NAEE also said the country’s continued reliance on generating sets to provide the energy needed by her economy was abnormal.
It said the country appeared unserious with the kind of energy policy it wanted to pursue for her economic growth.
President of NAEE, Prof. Wumi Iledare stated at the association’s celebration of the 2016 World Energy Day in Abuja, that the 2.5mbpd oil production projection of the country showed that her economy is not competitive and growing at a rate commensurate with that of her competitors.
“My premise is that if you look at the population of Nigeria and what you need energy to do, and I gave an example of the population of the United States with 300 million people, they consume 16 to 8mbpd and translated that to us that if the Nigerian economy is actually growing the way it is supposed to grow, the 2.5mbpd will be used by our economy and there won’t be any to export,” said Iledare.
He also said: “So, I foresee a situation where if we are going to have any oil export at all, we should be targeting at least 4mbpd.

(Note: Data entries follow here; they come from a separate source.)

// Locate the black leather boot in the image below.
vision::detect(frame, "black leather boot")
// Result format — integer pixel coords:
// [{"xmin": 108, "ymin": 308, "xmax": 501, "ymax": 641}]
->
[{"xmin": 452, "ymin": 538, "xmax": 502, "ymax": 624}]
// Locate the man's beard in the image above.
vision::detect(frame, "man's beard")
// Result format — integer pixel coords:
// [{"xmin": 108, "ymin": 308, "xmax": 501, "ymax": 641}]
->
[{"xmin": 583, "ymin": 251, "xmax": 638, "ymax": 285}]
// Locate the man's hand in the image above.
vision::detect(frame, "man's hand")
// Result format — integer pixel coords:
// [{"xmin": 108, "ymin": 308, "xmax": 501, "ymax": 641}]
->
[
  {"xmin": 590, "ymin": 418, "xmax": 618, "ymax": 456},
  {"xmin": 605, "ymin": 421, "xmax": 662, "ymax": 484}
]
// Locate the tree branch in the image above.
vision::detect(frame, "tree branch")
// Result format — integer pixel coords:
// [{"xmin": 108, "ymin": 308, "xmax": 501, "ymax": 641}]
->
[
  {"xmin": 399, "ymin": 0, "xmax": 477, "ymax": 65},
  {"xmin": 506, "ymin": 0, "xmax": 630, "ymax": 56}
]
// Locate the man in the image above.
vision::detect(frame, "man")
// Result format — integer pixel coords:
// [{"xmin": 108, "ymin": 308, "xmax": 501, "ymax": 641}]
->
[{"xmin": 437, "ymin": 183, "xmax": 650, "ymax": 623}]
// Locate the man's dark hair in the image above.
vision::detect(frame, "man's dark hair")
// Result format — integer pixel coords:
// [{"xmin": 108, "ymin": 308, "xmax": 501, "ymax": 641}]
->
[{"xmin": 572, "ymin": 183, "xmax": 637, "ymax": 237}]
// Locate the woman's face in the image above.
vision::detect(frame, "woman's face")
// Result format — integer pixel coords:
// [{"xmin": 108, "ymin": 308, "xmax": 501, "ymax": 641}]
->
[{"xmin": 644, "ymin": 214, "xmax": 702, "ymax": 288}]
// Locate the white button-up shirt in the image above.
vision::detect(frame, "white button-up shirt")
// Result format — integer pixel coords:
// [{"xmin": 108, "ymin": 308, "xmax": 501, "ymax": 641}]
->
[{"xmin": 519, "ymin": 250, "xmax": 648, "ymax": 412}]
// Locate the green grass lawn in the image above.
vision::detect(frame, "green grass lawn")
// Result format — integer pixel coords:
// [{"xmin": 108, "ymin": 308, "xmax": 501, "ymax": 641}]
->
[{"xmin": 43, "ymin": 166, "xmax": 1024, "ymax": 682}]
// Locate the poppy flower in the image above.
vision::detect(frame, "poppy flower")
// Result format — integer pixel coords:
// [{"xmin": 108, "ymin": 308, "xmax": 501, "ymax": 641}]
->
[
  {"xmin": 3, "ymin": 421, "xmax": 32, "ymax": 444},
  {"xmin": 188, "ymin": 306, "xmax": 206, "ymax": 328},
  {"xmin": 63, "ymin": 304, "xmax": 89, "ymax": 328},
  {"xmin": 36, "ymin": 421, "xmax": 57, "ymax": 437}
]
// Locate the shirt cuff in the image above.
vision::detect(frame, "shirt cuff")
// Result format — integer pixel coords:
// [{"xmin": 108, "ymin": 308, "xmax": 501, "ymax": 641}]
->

If we are going to grow our GDP at 12 per cent per annum to be able to catch up with the world, we cannot use our oil for money, we should use our oil for power and 2.5mbpd cannot generate the electricity that we need to grow our economy. Oil is an input of production and that is what it should be. If this economy expands, 2.5mbpd will not sustain it.”
Iledare also spoke on the country’s electricity sector, saying that the economy’s reliance on generating sets as an energy source was unsustainable.
According to him, “4000MW of electricity for 170 million people cannot grow the economy and the only reason why we are still happy is because we are looking at energy from a residential point of view. 4000MW for an economy like ours is a child’s play and that is why we depend on generators.”
“It is inefficient to use generators to power an economy and that is why the cost per dollar of GDP in Nigeria is significantly high, meaning that our economy is using energy inefficiently,” he stated.
He said on claims by electricity operators in the country that they do not have a tariff that is cost reflective for investment in the sector: “All over the world, when you are in a monopoly market, you cannot allow the supplier of that monopoly product to fix the price. In the energy sector, the price cannot be uniformed because the cost of distributing energy to different sectors of the economy will be different.”
“When you find out the cost of what it will take you to deliver your energy, you go to the NERC and debate it to get the tariff that will fall within the expected investment costs. You cannot increase tariff without investment that is where the problem is, the Discos cannot ask for a higher price if they do not have the evidence that they actually invested money to improve services,” he added.